Böylece Ahıska ve çevresinin tarihî ahalisi olan Türkler, devlet düzeyinde keyfî şekilde Mesh oluvermişti. Fakat söz konusu program kapsamında 2000 yılına kadar beş bin Ahıskalının dönüşü sağlanacakken, beş kişi bile geri dönememiştir ki bu da ayrı bir hikâyedir.

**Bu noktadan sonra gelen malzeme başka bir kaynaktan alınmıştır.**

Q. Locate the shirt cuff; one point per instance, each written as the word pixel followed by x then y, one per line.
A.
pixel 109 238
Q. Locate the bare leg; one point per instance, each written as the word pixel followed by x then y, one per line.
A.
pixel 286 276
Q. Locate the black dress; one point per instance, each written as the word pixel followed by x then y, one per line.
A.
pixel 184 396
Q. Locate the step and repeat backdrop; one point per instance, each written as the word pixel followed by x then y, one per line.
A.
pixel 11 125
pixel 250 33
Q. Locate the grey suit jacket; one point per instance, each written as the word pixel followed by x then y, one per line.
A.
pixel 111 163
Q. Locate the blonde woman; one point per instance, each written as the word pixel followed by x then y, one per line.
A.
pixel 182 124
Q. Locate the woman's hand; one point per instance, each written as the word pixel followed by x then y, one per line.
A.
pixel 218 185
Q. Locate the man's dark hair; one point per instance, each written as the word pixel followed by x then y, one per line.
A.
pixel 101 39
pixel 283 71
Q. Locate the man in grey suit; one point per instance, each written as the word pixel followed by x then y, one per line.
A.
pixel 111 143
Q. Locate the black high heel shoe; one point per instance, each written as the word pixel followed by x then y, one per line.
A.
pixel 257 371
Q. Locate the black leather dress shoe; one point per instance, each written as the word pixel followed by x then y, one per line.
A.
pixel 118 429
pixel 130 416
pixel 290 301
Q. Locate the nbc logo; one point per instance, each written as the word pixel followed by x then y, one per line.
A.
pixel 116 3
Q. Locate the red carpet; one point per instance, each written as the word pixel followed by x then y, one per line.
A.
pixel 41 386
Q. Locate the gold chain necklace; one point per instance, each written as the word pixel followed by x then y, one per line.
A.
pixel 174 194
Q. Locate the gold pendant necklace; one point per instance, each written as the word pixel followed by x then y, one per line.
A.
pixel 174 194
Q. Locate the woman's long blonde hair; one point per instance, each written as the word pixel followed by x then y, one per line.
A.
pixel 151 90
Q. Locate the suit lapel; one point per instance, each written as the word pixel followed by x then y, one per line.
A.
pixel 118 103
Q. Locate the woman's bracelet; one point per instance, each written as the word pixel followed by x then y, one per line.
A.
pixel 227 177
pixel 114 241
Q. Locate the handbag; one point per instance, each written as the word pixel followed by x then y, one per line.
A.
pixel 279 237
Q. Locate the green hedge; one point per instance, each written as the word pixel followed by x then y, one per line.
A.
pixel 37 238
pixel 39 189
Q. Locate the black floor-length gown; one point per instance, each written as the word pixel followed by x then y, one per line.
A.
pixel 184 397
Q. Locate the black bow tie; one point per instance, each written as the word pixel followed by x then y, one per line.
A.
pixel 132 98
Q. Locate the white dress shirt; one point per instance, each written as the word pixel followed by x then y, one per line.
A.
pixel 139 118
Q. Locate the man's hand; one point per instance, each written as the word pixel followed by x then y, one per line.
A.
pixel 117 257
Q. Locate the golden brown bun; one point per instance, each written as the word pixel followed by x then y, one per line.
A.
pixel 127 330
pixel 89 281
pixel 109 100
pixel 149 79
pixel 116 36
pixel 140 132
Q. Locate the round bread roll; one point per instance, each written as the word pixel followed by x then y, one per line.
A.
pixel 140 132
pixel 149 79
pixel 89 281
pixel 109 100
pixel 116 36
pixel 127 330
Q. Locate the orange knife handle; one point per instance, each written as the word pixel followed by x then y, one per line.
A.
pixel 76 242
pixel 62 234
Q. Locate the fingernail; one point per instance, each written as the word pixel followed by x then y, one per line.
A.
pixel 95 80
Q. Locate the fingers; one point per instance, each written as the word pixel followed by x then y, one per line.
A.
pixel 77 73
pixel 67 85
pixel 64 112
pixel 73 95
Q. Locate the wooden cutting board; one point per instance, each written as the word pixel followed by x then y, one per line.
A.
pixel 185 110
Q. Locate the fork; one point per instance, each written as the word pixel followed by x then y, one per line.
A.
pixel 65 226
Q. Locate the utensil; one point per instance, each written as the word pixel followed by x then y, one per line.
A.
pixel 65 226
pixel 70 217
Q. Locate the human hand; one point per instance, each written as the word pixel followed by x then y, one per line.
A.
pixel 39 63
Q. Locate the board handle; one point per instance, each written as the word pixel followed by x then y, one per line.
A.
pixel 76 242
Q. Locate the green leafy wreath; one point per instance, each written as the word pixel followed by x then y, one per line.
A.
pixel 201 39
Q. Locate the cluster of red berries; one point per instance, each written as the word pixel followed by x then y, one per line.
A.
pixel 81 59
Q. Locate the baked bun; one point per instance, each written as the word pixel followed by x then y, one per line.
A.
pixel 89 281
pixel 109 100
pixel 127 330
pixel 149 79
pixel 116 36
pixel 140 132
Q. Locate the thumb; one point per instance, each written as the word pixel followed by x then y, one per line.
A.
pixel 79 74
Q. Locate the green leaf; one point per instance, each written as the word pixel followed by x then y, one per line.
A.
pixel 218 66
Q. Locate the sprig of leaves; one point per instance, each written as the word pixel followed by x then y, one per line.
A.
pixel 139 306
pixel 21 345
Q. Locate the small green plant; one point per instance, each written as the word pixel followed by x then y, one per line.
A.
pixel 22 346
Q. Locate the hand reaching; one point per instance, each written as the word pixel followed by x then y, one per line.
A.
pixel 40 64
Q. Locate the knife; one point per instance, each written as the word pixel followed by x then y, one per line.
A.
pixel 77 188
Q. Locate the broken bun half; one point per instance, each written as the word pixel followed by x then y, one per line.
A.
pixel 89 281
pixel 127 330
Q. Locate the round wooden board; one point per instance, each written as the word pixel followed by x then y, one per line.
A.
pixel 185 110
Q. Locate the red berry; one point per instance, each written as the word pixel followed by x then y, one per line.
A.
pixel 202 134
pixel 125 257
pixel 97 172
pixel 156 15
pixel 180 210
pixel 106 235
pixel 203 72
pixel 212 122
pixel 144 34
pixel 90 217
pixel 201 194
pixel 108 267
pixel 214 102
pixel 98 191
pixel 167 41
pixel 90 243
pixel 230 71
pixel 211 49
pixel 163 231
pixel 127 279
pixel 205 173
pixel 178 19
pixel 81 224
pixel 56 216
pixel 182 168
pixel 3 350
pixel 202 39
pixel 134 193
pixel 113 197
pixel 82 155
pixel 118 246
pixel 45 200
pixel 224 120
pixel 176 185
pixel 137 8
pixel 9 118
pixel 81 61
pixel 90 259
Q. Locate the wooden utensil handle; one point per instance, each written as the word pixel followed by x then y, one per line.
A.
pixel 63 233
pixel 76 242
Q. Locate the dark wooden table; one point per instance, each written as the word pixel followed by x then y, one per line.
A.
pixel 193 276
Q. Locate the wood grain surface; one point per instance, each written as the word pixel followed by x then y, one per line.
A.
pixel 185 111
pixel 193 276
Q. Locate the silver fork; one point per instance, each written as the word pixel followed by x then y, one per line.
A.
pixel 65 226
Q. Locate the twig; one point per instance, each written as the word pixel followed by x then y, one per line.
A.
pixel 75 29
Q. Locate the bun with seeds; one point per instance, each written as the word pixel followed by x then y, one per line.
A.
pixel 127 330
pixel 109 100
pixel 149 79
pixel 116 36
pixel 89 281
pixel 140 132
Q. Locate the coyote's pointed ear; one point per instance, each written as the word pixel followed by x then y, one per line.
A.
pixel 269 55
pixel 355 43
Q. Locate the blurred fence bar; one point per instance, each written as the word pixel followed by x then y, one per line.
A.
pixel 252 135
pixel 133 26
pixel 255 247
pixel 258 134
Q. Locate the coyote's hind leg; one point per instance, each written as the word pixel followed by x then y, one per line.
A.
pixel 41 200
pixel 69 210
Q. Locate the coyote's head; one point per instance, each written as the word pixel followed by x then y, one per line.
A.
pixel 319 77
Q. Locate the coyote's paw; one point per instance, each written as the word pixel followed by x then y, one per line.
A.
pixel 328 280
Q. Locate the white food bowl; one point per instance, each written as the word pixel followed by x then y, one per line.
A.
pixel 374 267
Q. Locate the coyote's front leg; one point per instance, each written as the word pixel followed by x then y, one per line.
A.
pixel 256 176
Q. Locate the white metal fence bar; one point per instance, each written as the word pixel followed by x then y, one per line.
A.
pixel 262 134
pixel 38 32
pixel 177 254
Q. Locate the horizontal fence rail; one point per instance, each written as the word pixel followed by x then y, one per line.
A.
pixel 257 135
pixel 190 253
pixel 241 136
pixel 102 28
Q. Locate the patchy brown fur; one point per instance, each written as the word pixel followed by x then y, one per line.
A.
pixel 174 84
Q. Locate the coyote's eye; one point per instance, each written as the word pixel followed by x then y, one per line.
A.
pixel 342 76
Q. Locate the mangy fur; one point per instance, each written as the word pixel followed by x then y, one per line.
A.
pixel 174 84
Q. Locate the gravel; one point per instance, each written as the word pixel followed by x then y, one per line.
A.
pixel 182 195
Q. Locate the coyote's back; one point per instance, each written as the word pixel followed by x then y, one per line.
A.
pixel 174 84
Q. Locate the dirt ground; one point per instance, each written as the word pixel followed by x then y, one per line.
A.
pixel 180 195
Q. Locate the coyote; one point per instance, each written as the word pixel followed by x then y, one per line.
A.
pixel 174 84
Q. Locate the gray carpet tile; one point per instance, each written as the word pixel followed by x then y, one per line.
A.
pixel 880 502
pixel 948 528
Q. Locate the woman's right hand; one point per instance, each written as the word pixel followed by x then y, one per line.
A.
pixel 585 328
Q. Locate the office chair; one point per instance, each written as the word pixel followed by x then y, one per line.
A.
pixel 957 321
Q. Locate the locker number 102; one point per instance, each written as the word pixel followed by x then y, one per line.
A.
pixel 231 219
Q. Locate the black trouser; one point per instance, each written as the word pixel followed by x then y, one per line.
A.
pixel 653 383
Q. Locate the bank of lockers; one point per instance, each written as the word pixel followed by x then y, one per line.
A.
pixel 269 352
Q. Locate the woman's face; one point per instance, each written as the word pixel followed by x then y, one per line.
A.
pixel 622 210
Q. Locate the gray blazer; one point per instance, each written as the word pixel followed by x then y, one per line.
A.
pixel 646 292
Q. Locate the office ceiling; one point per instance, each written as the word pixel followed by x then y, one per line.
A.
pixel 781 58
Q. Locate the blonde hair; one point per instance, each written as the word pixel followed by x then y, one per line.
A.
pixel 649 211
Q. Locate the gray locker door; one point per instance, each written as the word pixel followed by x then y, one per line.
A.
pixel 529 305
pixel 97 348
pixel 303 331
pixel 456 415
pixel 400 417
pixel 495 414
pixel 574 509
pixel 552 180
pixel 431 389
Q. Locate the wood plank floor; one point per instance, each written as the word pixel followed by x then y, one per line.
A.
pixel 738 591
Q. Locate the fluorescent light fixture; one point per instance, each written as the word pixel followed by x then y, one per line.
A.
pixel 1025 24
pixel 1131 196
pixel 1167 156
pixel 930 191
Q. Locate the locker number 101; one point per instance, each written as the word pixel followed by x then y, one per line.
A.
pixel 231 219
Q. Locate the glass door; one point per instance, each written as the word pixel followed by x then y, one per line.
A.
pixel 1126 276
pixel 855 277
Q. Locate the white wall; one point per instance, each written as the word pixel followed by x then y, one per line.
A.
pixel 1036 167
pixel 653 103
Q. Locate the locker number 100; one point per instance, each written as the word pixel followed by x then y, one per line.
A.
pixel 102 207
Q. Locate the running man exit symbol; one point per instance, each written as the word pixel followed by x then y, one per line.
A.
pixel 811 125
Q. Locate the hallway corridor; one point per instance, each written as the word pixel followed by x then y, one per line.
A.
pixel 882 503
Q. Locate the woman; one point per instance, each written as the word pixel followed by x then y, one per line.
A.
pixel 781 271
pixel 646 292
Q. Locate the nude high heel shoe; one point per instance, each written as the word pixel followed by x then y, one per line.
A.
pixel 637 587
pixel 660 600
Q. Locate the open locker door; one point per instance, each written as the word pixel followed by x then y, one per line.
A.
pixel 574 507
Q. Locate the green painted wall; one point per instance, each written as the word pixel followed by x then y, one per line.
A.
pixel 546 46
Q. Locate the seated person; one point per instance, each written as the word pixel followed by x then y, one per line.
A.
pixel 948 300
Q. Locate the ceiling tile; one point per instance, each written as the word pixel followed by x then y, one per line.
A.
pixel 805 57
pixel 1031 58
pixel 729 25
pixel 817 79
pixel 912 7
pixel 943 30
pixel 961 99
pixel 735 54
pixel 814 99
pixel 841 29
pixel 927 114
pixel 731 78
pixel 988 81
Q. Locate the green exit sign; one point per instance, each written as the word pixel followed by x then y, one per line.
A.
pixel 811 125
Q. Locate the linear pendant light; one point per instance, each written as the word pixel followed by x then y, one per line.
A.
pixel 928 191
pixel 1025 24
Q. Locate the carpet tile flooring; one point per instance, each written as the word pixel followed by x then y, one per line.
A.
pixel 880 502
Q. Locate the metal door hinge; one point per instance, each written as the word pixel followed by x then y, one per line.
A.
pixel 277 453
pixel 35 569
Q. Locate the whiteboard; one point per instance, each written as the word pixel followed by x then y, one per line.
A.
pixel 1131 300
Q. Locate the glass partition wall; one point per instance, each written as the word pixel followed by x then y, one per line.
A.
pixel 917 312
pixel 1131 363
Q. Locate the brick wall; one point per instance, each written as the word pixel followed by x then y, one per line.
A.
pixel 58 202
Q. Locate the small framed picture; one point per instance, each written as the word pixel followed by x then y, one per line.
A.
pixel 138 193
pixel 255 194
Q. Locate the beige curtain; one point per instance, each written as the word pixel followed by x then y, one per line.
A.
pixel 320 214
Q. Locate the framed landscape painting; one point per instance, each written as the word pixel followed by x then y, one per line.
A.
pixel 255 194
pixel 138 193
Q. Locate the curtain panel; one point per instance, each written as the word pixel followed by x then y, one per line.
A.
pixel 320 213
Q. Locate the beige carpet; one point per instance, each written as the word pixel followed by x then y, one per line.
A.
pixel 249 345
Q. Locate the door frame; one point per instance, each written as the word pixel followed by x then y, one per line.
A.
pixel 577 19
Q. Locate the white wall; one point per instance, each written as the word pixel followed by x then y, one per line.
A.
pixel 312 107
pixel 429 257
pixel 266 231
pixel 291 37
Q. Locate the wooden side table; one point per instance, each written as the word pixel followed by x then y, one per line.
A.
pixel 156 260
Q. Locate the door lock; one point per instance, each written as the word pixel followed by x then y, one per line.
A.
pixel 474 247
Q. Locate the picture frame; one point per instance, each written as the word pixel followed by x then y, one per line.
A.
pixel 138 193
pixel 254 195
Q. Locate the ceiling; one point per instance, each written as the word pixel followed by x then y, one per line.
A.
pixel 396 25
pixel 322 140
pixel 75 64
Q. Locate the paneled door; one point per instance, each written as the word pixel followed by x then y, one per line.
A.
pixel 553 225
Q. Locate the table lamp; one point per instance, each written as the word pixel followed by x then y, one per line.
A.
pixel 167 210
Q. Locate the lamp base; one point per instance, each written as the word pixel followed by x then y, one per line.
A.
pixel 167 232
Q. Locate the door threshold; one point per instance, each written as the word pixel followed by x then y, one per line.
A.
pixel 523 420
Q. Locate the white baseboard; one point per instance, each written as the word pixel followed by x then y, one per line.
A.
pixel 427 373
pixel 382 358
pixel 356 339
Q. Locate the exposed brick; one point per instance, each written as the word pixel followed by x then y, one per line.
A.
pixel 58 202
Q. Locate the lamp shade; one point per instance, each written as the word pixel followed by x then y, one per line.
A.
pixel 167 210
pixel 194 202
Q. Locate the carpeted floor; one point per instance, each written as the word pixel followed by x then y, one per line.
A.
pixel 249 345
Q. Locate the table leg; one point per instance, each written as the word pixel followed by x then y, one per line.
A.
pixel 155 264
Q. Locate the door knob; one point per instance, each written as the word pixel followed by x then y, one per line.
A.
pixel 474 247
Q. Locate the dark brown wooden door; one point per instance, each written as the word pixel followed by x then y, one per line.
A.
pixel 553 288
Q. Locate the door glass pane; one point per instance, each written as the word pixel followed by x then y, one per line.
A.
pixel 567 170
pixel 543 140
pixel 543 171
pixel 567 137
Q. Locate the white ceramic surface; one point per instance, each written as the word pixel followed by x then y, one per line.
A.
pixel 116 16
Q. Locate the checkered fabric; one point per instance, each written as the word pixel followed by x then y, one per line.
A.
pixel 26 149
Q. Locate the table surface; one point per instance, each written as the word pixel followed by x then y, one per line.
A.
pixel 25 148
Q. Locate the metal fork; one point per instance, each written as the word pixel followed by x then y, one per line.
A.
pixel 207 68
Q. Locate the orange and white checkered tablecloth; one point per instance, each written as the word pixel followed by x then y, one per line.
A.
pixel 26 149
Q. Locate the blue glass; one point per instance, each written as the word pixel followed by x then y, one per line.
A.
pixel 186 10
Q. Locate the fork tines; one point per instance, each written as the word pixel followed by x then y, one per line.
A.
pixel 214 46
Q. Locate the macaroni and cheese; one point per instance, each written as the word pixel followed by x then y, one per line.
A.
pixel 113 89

Rusça’dan çevirdiğimiz mektuba gelince 1988’de Tiflis’te Latifşah Barataşvili’nin hatıralarıyla birlikte yayınlanmıştır.[3]
Eduard ŞEVARDNADZE
Gürcistan SSC Komünist Partisi
Birinci Sekreteri
Tiflis, 9 Şubat 1977
Sayın Eduard Amvrosiyeviç!
Bilindiği gibi Kasım 1944’te yaklaşık 20 bin haneden oluşan ve Türk denmesine rağmen Mesh kökenli Gürcü Müslüman olan nüfus, Gürcistan’ın güneyinden Orta Asya’ya sürülmüştür.
Gürcü toplumunun temsilcileri olarak biz aşağıda imzaları bulunan Gürcü aydınları, Meshlerin Türk sayılmalarının hiçbir aslı olmadığını ve saçmalığa son verilmesi gerektiğini vurgulamak istiyoruz. 16. Yüzyıl sonlarına doğru Meshetya, Türkler tarafından işgal edilmiştir. Bölgede kılıç zoru ve sosyal baskıyla İslâm dini ve Türk dili kabul ettirilmiş, direnenler yok edilmiştir. 19. Yüzyılın 30’lu yıllarında kuzey kısmı Rusya idaresine geçen Meshetya bölgesinde Çarlık yönetimi, Gürcü halkını parçalamak ve zayıflatmak amacıyla Mesh (Gürcü) Müslümanlar arasında Gürcüce’yi yasaklamış, bu nüfusun Türkiye’ye göç etmesini teşvik etmiştir. Böylesine ağır şartlarda Müslüman Meshler hızla Türkleşmişlerdir.
Fakat ne 250 yıllık Türk işgali, ne de 100 yıllık Çarlık mezalimi, Müslüman Meshleri, 1944 sürgünü kadar yıkmamıştır. Bu sürgün, onları vatan toprağından koparmış ve Meshlerin manevî ölümüne yol açmıştır.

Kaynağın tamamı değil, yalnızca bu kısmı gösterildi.